At least for now, economists agree that the Fed is walking a fine line, where the risk of raising rates too high equals the risk of not raising rates enough.

AT Bloomberg TV interview on Monday, inflation dove Krugman agreed with his more hawkish counterpart’s earlier statement.

On Friday, Summers told Bloomberg TV that the Fed needs to keep its finger on the pulse and on gas at the same time to navigate “an economy where things can go either way,” comparing it to driving a car “on a very, very, very foggy night.”

When asked about it on Monday, Krugman replied: “It really bothers me that I’m saying this, but I think I agree with Larry.”

He elaborated by offering his own metaphor to explain how the Fed is trying to balance seemingly equal risks: “We’re trying to manage some pretty sensitive mechanisms, in the dark, with gloves on.”

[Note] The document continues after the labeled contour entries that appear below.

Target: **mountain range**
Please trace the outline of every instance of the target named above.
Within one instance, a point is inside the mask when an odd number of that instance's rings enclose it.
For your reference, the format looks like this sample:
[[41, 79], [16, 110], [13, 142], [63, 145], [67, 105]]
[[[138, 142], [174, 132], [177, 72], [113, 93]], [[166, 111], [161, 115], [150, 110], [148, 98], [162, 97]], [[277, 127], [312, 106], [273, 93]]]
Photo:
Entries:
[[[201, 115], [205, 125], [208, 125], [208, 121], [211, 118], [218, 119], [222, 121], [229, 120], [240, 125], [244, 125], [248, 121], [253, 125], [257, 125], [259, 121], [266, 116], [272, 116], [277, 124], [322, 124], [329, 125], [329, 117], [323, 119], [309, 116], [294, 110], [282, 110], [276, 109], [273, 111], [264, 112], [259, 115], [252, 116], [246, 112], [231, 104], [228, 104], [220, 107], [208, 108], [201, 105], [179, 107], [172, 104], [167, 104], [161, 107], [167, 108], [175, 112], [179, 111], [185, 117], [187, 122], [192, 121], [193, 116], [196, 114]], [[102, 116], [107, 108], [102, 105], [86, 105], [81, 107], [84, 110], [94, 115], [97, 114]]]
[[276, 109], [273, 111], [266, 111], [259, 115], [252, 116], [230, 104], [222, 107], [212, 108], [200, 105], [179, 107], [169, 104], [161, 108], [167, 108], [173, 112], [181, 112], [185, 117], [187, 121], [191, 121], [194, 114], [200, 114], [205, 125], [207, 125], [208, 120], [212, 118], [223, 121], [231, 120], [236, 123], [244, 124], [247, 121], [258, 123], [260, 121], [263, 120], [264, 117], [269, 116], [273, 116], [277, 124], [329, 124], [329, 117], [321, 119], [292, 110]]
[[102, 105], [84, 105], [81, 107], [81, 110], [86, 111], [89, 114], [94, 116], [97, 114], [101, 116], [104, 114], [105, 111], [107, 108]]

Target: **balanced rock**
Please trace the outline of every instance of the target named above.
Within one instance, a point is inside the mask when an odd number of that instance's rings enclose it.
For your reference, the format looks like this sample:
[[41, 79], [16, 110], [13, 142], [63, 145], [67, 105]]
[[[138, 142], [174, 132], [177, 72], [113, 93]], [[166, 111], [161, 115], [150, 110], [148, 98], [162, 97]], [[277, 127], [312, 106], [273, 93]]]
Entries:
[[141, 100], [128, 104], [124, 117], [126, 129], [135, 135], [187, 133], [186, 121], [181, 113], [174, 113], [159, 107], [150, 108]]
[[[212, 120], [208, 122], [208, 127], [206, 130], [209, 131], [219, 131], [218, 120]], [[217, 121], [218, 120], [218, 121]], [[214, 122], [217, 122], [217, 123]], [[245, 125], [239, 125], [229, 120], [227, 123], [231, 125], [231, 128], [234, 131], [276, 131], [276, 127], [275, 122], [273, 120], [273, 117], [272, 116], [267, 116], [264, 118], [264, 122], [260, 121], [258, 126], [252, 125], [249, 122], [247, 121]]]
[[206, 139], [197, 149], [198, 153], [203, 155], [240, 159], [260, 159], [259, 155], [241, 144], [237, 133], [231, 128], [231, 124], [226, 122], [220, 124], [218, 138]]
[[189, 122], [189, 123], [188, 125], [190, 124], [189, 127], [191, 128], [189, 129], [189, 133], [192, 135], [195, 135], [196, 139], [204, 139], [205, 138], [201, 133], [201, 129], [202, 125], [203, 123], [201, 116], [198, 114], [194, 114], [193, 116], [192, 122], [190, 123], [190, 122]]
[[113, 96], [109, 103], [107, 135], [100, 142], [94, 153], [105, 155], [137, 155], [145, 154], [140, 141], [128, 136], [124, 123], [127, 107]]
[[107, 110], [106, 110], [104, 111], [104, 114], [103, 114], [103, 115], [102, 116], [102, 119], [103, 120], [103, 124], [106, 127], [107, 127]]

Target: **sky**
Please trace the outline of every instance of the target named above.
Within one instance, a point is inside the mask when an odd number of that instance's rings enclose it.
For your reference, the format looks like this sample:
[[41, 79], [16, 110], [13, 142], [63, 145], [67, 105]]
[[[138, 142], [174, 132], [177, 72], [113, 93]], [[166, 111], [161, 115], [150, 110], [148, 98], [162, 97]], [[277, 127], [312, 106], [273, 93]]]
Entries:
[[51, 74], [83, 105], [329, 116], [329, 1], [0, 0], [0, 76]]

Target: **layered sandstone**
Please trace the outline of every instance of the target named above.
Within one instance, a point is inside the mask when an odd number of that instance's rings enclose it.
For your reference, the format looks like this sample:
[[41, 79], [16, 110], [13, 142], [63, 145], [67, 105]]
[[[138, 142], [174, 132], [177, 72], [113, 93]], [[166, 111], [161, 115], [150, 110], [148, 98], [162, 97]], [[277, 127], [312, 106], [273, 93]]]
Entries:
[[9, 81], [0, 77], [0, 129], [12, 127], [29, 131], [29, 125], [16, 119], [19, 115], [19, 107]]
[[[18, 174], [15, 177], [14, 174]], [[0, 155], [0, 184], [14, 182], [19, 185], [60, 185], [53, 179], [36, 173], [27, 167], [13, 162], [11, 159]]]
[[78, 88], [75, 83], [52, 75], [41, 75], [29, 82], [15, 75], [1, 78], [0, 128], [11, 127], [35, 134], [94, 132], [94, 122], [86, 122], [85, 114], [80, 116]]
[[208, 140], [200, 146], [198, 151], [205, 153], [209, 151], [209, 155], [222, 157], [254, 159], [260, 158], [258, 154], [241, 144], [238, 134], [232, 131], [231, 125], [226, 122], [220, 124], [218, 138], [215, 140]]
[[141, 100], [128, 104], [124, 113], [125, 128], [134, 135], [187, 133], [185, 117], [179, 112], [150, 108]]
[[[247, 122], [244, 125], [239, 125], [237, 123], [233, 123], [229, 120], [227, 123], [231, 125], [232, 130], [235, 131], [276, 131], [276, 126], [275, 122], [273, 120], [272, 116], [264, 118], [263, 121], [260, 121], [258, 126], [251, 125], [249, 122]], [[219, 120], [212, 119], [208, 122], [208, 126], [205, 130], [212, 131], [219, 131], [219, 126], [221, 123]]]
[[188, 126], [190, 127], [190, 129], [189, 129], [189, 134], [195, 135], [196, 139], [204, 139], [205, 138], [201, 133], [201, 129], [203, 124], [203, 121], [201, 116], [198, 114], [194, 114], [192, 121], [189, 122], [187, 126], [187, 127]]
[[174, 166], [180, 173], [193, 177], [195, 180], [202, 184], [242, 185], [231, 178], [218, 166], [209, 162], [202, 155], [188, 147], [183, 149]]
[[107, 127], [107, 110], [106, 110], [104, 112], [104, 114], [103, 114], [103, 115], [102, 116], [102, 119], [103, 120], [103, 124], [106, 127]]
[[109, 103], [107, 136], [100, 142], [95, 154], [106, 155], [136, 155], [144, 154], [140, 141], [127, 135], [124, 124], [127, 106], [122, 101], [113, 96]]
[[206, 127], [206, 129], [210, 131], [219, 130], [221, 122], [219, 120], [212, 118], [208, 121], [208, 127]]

Krugman added that “we don’t have a very good idea of ​​what’s going on” or “fine motor skills to control important things.”

Previously, both economists were on opposite sides. Summers, the former treasury secretary, was one of the first to warn that the Fed was not doing enough as inflation soared and continued to beat the drum that policymakers needed for more aggressive rates.

On the other hand, Krugman warned that the Fed risks going too far in its fight against inflation, causing unnecessary economic damage.

But while he believes the central bank is bound to overdo it, he said that the market’s reluctance to believe the Fed will keep raising actually reduces some of the potential adverse effects.

“It turns out that the markets are basically fighting the Fed, so the Fed policy is not as much of a deterrent as you might fear,” Krugman said.

Of course, the Fed will get it wrong one way or another, although the consequences will not be as severe, he said, adding that he is “quite optimistic that we expect some sort of disruption, not a coming crisis.”